There is no small claims procedure as such in Austrian law. However, the Austrian Code of Civil Procedure (ZPO) provides for a simplified procedure in certain matters brought before the District Courts. As a rule, these are special procedural rules or a simplified procedure for purely financial disputes which fall under the jurisdiction of the District Courts (amount in dispute of up to EUR 15,000). Certain procedural simplifications may be applied in cases involving labour and social security law, irrespective of the amount in dispute.
As a rule, these simplifications apply to small claims of up to EUR 1,000 (see point 1.5) or EUR 2,700 (see point 1.9).
The specific rules for small claims under Austrian procedural law are mandatory and the parties cannot opt out of them.
Thus neither the court nor the parties can transfer the claim to ‘ordinary’ proceedings.
As there is no small claims procedure in Austria, there are no particular forms for such claims.
Legal representation is not compulsory in Austria for amounts in dispute of up to EUR 5,000. Judges must provide assistance to parties with no legal representation, i.e. they must advise the parties of their procedural rights and obligations and of the legal consequences of their acts and omissions. Parties are also able to register their claim orally before the District Court with jurisdiction or the District Court in their place of residence. If a written submission by a party with no legal representation is inadequate, the judge must give that party an appropriate explanation and guidance. The judge’s impartiality must not be compromised by this.
In the case of claims of EUR 1,000 or less, the court can disregard the evidence offered by the party if full clarification of all the relevant circumstances would be disproportionately difficult. Here too, however, the judge must make a non-arbitrary decision in good faith, based on the outcome of the proceedings as a whole. This decision may be reviewed at successive stages of appeal.
Austrian law does not allow proceedings to be conducted entirely in writing. However, as there is no restriction of evidence in Austria, witness statements can be presented in writing. Such evidence is treated as documentary evidence rather than testimony.
Under the Austrian Code of Civil Procedure, if judgment is pronounced orally, less stringent requirements apply to the written copy of the judgment, irrespective of the amount in dispute. If a judgment was pronounced orally in the presence of both parties and neither party appealed against it in time, the court can issue an ‘abbreviated copy of the judgment’ confined to the main grounds for the decision.
Under Austrian law, costs in civil cases are generally reimbursed in proportion to the degree of success. Both court costs and legal fees are linked directly to the amount in dispute. As a rule, therefore, a smaller amount in dispute will result in lower court costs and legal fees. As costs are laid down in acts and regulations in the form of tariffs, costs can be kept down for small claims. However, there are no special cost rules for this type of claim.

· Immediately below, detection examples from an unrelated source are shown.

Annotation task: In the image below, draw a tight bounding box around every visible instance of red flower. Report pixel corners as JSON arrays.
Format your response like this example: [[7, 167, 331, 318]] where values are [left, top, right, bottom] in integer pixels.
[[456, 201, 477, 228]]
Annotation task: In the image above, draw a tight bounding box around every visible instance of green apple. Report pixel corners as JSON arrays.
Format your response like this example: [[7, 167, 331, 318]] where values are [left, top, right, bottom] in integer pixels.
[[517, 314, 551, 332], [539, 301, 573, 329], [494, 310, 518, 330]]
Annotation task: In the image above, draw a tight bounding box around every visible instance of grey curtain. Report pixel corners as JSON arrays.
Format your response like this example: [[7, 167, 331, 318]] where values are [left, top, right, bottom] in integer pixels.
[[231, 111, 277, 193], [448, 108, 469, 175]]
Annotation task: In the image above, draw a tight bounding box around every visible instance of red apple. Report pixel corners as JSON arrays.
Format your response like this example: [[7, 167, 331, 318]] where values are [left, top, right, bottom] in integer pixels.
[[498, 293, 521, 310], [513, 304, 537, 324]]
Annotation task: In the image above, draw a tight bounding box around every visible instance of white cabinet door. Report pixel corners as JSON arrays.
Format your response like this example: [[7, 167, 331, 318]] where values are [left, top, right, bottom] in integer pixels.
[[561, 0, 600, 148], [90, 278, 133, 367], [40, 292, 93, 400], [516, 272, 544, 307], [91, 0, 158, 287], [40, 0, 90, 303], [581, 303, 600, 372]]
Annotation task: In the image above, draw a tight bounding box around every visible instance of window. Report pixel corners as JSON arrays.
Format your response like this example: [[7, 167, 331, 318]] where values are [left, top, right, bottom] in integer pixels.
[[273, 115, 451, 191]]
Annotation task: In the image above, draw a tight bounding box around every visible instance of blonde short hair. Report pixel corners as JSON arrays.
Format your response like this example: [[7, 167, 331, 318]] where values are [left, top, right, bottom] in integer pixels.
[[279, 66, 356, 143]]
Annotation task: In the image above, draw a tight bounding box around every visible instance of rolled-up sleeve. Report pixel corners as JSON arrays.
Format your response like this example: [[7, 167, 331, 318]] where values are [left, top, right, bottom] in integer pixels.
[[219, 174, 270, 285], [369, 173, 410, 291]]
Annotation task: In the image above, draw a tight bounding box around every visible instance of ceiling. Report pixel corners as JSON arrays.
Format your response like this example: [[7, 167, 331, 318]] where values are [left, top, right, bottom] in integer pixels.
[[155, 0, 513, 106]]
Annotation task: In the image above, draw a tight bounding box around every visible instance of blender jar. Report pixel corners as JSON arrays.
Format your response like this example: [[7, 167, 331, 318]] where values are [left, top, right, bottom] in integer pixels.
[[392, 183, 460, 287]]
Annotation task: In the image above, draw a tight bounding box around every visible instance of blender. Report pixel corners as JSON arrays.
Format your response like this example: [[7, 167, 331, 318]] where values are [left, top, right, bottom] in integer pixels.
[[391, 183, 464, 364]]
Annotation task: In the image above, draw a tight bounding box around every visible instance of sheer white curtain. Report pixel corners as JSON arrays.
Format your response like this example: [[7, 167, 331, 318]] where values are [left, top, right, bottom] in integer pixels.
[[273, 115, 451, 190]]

Austrian law only allows limited rights of appeal in small claims proceedings. Appeals in proceedings on claims of up to EUR 2,700 are only allowed on points of law or on grounds of invalidity (extremely serious procedural errors). Other procedural errors cannot be challenged, nor can the findings on the facts or the assessment of the evidence by the Court of First Instance. Otherwise, the rules for the ‘ordinary’ procedure apply.